Plants are an extraordinary source of vitamins and minerals that nourish the complex needs of the human body. What is true for food is also true for skincare. No need to invent yet another synthetic molecule to hydrate, regenerate, stimulate, soften, nourish the skin. It would be just like inventing new petroleum-based food for our need of proteins, vitamin C or omega 3!

Nature provides everything we need. We just have to master botanical knowledge, use the latest technological advances, particularly in bio-analysis, to identify the most active ingredients, and master formulation and manufacturing know-how.

Booming solutions

Organic agriculture, which is defined by the absence of pesticides, herbicides and GMOs, ensures this minimum care for the plant we need, even if it does not guarantee biodiversity, limit water needs, etc. . Other initiatives, for example cultures in symbiosis, make it possible to meet human needs (food and cosmetics in particular), with high productivity, limited water needs, useful activities nearby (beekeeping, eco-tourism, etc.). These production modes, still marginal but growing strongly, represent one of the few sustainable solutions for the planet. It is up to consumers to demand them.

Cosmydor is committed to respecting Nature and plants as much as possible, through the widest possible range of sustainability initiatives (artisanal production without waste of water or energy, no use of petrochemicals, 99.5% plastic-free packaging, etc.).
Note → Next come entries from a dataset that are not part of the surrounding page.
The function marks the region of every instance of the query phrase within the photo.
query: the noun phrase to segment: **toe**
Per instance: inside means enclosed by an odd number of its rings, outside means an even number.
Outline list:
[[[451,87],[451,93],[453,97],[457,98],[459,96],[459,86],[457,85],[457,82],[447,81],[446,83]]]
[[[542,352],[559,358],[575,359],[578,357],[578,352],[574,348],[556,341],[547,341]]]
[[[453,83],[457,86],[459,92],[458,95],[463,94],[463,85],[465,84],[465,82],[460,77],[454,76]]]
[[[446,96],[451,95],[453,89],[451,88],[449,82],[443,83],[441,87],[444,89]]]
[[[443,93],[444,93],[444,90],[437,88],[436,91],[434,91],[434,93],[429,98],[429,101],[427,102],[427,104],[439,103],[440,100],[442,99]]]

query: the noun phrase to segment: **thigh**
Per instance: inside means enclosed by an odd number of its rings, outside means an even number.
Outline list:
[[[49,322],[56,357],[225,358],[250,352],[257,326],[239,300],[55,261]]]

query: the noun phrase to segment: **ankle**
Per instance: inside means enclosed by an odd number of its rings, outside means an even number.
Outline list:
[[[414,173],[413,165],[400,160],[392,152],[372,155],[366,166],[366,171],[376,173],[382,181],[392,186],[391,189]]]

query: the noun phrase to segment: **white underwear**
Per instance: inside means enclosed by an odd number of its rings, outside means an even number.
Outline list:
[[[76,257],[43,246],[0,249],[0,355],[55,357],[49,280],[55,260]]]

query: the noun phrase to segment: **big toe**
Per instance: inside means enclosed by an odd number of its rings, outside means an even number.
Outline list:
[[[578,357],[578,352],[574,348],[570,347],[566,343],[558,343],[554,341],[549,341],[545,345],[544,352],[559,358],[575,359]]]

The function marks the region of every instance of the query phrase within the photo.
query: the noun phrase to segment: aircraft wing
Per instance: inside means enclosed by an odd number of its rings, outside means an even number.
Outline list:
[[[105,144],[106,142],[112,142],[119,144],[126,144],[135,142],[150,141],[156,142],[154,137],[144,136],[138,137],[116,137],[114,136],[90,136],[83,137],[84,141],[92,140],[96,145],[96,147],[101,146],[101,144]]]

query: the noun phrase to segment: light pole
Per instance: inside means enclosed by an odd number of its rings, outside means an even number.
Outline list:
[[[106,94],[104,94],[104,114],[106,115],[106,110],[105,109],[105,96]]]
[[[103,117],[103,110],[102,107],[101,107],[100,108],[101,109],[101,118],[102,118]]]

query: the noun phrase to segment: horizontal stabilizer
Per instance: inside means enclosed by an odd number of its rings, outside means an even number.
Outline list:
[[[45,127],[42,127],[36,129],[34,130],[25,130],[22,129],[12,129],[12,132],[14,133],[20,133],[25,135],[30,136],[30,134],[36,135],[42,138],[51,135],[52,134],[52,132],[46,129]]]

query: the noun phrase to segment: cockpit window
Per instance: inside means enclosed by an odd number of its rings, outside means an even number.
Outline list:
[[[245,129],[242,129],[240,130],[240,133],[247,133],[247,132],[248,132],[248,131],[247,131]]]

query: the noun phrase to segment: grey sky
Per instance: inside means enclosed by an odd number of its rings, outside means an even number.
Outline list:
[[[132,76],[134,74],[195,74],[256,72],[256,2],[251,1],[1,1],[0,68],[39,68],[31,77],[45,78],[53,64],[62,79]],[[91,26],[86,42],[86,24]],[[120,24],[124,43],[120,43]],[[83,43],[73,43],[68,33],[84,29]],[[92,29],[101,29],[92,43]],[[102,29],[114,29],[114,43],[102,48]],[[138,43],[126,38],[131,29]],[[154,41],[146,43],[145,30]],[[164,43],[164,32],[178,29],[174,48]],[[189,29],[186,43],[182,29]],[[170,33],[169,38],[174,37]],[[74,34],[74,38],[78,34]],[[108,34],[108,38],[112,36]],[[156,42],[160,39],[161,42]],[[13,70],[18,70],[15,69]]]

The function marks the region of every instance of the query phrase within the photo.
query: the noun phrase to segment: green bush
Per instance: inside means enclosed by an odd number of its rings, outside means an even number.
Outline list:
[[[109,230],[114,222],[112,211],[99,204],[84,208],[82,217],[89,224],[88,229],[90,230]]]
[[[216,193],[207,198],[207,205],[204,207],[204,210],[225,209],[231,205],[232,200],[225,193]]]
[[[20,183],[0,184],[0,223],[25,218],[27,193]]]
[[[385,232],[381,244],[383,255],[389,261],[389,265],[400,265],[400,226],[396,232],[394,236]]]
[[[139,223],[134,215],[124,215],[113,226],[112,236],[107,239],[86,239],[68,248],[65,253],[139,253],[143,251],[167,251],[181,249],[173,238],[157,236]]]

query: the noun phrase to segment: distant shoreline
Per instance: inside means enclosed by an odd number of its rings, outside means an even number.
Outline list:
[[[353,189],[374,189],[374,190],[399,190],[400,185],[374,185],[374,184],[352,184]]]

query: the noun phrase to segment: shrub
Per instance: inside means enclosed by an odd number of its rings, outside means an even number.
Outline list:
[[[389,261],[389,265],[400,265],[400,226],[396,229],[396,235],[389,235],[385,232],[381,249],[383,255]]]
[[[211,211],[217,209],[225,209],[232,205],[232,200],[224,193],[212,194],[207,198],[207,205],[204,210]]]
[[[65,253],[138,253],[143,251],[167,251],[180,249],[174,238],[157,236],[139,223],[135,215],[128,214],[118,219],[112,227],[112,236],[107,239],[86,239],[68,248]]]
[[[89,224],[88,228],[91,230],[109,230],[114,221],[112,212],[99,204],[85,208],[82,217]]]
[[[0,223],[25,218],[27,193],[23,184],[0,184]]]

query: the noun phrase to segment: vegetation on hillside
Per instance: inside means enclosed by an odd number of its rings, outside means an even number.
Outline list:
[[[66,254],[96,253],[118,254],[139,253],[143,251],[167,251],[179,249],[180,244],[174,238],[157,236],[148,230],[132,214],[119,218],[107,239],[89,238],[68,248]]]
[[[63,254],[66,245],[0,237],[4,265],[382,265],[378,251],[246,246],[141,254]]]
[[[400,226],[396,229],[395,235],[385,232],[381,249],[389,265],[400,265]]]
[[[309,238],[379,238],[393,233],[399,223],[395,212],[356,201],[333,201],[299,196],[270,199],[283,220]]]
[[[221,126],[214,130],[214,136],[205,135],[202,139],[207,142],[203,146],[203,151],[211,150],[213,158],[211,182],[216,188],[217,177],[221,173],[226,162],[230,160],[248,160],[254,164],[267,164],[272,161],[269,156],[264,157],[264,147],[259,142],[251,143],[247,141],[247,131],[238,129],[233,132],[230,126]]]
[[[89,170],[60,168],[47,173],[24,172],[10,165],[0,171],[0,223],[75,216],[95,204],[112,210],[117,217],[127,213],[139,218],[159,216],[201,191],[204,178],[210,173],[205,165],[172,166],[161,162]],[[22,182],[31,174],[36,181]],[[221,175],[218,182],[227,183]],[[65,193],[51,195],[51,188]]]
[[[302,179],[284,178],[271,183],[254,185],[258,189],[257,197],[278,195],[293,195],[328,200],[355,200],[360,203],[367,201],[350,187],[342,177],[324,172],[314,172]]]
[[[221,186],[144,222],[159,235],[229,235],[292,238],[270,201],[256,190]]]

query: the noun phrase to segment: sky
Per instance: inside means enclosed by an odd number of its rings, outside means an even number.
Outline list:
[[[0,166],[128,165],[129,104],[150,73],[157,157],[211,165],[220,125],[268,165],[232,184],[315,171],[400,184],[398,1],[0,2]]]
For the brand, formulating with organic ingredients in maximum concentration does not represent a marketing argument, but a strand of its DNA. Even the extraction of ingredients (by cold pressing), meets the need to respect plant chemistry - while refining with hexane, required for industrial skincare manufacturing, deteriorates organic molecules patiently designed by billions of years of evolution. Ditto for artisanal production, gentle, slow, at low temperature.

In the absence of "plant well-being", we must be concerned with the "well-being of plants", an infinite source of human well-being, and efficiency for the care of our body and our skin.

Let's try to protect it to protect ourselves.